If I’ve learned one thing over my 35 years as an executive coach, speaker and author, it’s this: change has to come from within. It can’t be dictated, demanded, or otherwise forced upon people. A man or woman who does not whole-heartedly commit to change will never change.
That seems self-evident, but I didn’t absorb this simple truth until my twelfth year in the “change” business. By then I had done intensive one-on-one coaching with more than a hundred executives, nearly all successes but a smattering of failures too.
As I reviewed my failures, one conclusion leapt out: Some people say they want to change, but they don’t really mean it. I had erred profoundly in client selection. I believed the clients when they said they were committed to changing, but I had not drilled deeper to determine if they were telling the truth.
Not long after this revelation, I was asked to work with Harry, the chief operating officer of a large consulting firm. Harry was a smart, motivated, hard-working deliver-the-numbers alpha male who was also arrogant and over-delighted with himself. He was habitually disrespectful to his direct reports, driving several of them away to work for the competition. This development rattled the CEO, hence the call to me to coach Harry.

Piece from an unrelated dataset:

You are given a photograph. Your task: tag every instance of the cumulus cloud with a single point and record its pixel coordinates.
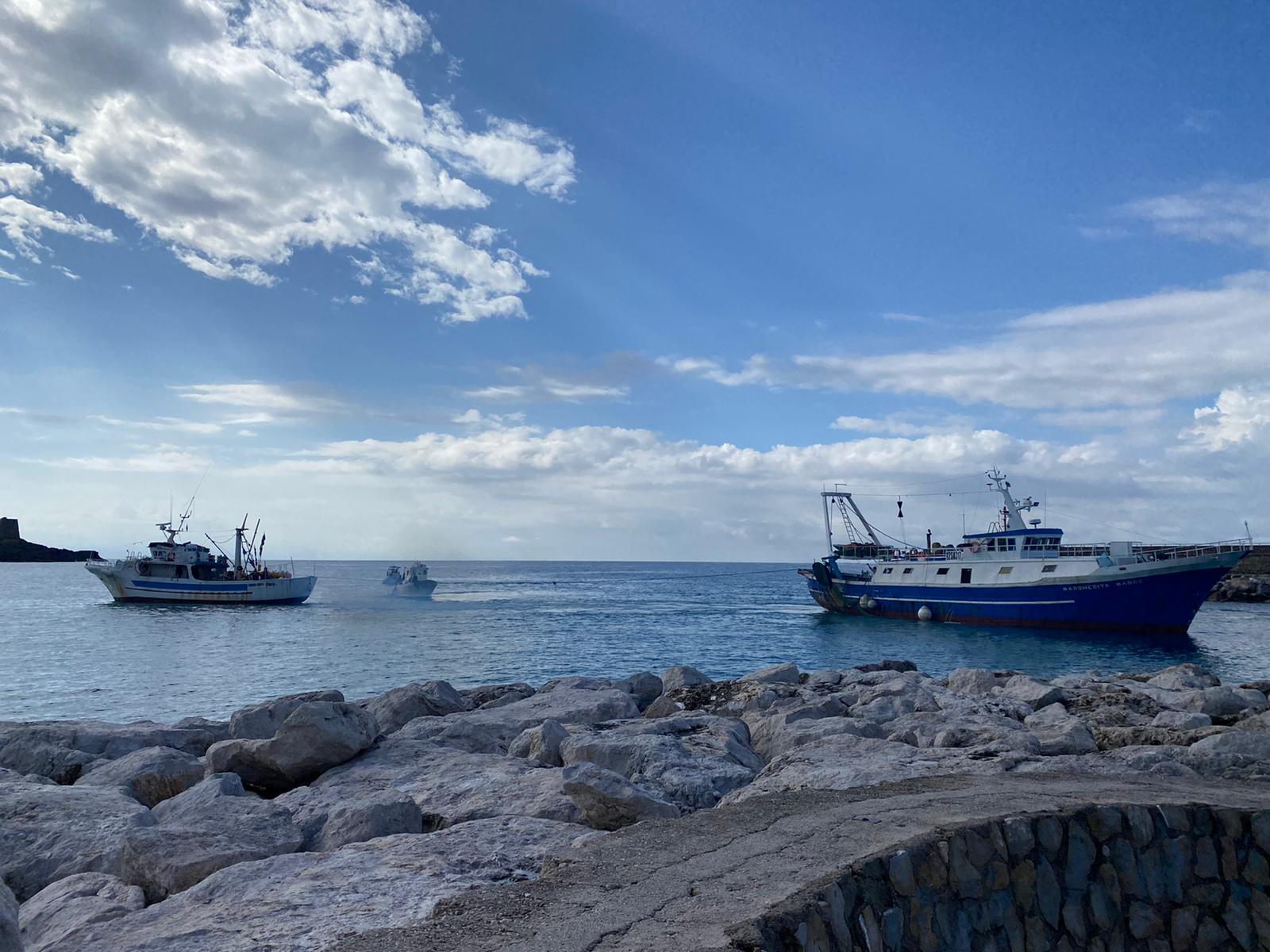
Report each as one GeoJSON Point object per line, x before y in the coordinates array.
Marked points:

Harry talked a good game at first, assuring me that he was eager to get started and get better. I interviewed his colleagues and direct reports, even his wife and teenaged children. They all told the same story. Despite his sterling professional qualities, Harry had an overwhelming need to be the smartest person in the room, always proving that he was right, winning every argument. It was exhausting and off-putting. Who could say how many opportunities had vanished because people loathed being pummeled and brow-beaten?
As Harry and I reviewed his 360° feedback, he claimed to value the opinions of his co-workers and family members. Yet whenever I brought up an area for improvement, Harry would explain point by point how his questionable behavior was actually justified. He’d remind me that he majored in psychology in college and then analyze the behavioral problems of everyone around him, concluding that they needed to change. In a mind-bending display of chutzpah, he asked me for suggestions in helping these people get better.
In my younger days, I would have overlooked Harry’s resistance. Mimicking his arrogance and denial, I would have convinced myself that I could help Harry where lesser mortals would fail. Fortunately I remembered my earlier lesson: Some people say they want to change, but they don’t really mean it. It was dawning on me that Harry was using our work together as another opportunity to display his superiority and to reverse the misperceptions of all the confused people surrounding him, including his wife and kids. By our fourth meeting I gave up the ghost. I told Harry that my coaching wouldn’t be helpful to him, and we parted ways. (I felt neither joy nor surprise when I later learned that the firm had fired Harry. Evidently the CEO had concluded that an individual who actively resists help has maxed out professionally and personally.)
I often call up my time with Harry as a stark example that, even when altering our behavior represents all reward and no risk – and clinging to the status quo can cost us our careers and relationships – we resist change.